Gorman, Jaquelin: Das Sehglas meines Bruders

THE SEEING GLASS, 1997
Bergisch-Gladbach : Bastei-Lübbe 2000
317 S.
Autobiografischer Roman

Jackie Gorman ist Mitte 30, erfolgreiche Anwältin und Mutter einer vierjährigen Tochter. Eines Morgens wacht sie auf und stellt fest, dass ein Auge blutet. Sie glaubt, dass ihr Hund, der bei ihr im Bett schläft, sie vielleicht gekratzt hat, und fährt zum Arzt, um die Wunde versorgen zu lassen. Schon auf der Fahrt übersieht sie eine rote Ampel, denkt sich aber nichts dabei. Der Arzt diagnostiziert eine Augenentzündung, die damit beginnt, dass sie keine Rottöne sieht und mit der Erblindung des Auges endet. Normalerweise sei nur ein Auge davon betroffen. Doch sie ist ein Sonderfall: Schon nach kurzer Zeit entzündet sich auch das andere Auge und sie erblindet quasi über Nacht.
Ihr Mann will sie morgens zum Frühstück holen, sie weigert sich, aufzustehen.

„Gibt es irgendetwas, wofür sich das Aufwachen lohnt?“, schreie ich zurück.
„So etwas darfst du nicht sagen.“
„Kenny, ich bin gerade aus meinem eigenen Bett gefallen! So kann ich doch nicht weitermachen. Ich werde so lange im Bett bleiben, bis ich genug sehe, um nicht herauszufallen.“ (S. 169)

Es ist schrecklich für sie, sich von ihrem Mann helfen zu lassen; sie will nicht, dass er sie zur Toilette begleitet. Auch möchte sie so nicht ihrer kleinen Tochter gegenübertreten. Ihr Mann schafft es ebenfalls nicht, der Tochter von der Erblindung zu erzählen. Sie sagen ihr, Jackie habe Kopfschmerzen.
Sie klammert sich an die Hoffnung, dass die Blindheit nur vorübergehend sein wird. Während sie sich in ihr Bett zurückzieht, spricht ihr Mann mit dem Arzt. Dieser macht ihr Hoffnung, dass die Sehfähigkeit in acht bis zehn Wochen zurückkehrt. Sie freut sich, ein konkretes Datum zu haben, und lässt alle Tage bis dahin auf einem Kalender abstreichen. „(…) wie die Gefängnisinsassen in den alten Filmen“ (S. 176)
Jackie verlässt in dieser Zeit nicht das Haus, schon gar nicht bei Tageslicht, und sucht ihre Tochter nur auf, wenn diese schläft. Die Tochter hätte aber lieber eine Mutter, die mit ihr redet und spielt.
Die Zeit vergeht, ohne dass sich die Sehfähigkeit wieder einstellt.
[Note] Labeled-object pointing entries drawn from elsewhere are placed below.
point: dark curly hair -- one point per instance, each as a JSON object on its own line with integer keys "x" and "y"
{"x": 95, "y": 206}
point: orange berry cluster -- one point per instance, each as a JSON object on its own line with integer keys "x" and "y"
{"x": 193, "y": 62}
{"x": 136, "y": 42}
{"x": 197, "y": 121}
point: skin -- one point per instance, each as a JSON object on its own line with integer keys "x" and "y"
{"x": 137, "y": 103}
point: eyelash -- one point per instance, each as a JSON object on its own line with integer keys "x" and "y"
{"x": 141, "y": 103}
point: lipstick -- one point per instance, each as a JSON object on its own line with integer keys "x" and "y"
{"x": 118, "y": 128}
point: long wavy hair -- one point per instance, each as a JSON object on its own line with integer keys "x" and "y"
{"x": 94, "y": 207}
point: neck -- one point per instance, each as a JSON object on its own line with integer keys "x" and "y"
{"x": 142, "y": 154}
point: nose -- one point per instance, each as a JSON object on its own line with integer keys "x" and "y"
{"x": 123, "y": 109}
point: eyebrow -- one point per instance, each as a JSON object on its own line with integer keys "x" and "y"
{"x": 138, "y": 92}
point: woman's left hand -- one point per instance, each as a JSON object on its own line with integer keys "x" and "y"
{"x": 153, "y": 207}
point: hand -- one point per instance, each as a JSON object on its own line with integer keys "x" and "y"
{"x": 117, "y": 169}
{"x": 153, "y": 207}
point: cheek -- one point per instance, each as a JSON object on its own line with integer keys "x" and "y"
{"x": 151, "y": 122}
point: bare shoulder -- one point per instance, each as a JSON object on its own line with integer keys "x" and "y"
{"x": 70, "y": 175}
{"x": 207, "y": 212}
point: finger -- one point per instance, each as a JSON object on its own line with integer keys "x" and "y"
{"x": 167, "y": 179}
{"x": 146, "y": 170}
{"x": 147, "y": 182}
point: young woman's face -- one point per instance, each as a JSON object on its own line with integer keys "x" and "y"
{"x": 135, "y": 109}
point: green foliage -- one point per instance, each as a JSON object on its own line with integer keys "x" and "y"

Jackie bittet den Arzt, ihr Bescheid zu sagen, sollte die Blindheit von Dauer sein. Denn dann will sie lernen, damit umzugehen.

„Ich will wissen, wann es Zeit ist, Blindenschrift zu lernen, die Busfahrpläne auswendig zu können, einen Blindenhund zu beantragen, alle diese Dinge eben.“ (S. 221)

Doch so weit kommt es nicht. Als die acht bis zehn Wochen vorbei sind, fordert der Arzt Jackie auf, immer auf Blautöne zu achten. Die ganze Familie trägt nun blaue Kleidung, und langsam erkennt sie erste Schatten. Nach einem Jahr ist die Sehfähigkeit vollständig hergestellt.
Die Geschichte dieser vorübergehenden Erblindung nimmt nur einen kleinen Teil des Buches ein. Der größere besteht aus Rückblenden. Während Jackie sich blind in ihr Schlafzimmer zurückzieht, denkt sie über ihre Kindheit und ihren Bruder Robin nach. Robin war autistisch und besuchte eine Sondereinrichtung, wo er schlecht behandelt wurde, was niemand in der Familie sehen wollte. Später starb er bei einem Unfall. In der Zeit ihrer Blindheit „sieht“ sie alles wieder neu und setzt sich mit ihrer Familie auseinander, die nie Unangenehmes „sehen“ wollte.
In den Sachen ihres Bruders findet sie eine bernsteinfarbene Glasscherbe, durch die er Krebse beobachtet hat. Sie hält sie sich vor die Augen und stellt fest, dass sie damit besser sehen kann. Ein Optiker bestätigt ihr, dass man seit einigen Jahren bei verschiedenen Sehproblemen mit gelbem Glas experimentiert.
Das Buch erschien in der Reihe „Erfahrungen“, soll also autobiografisch sein.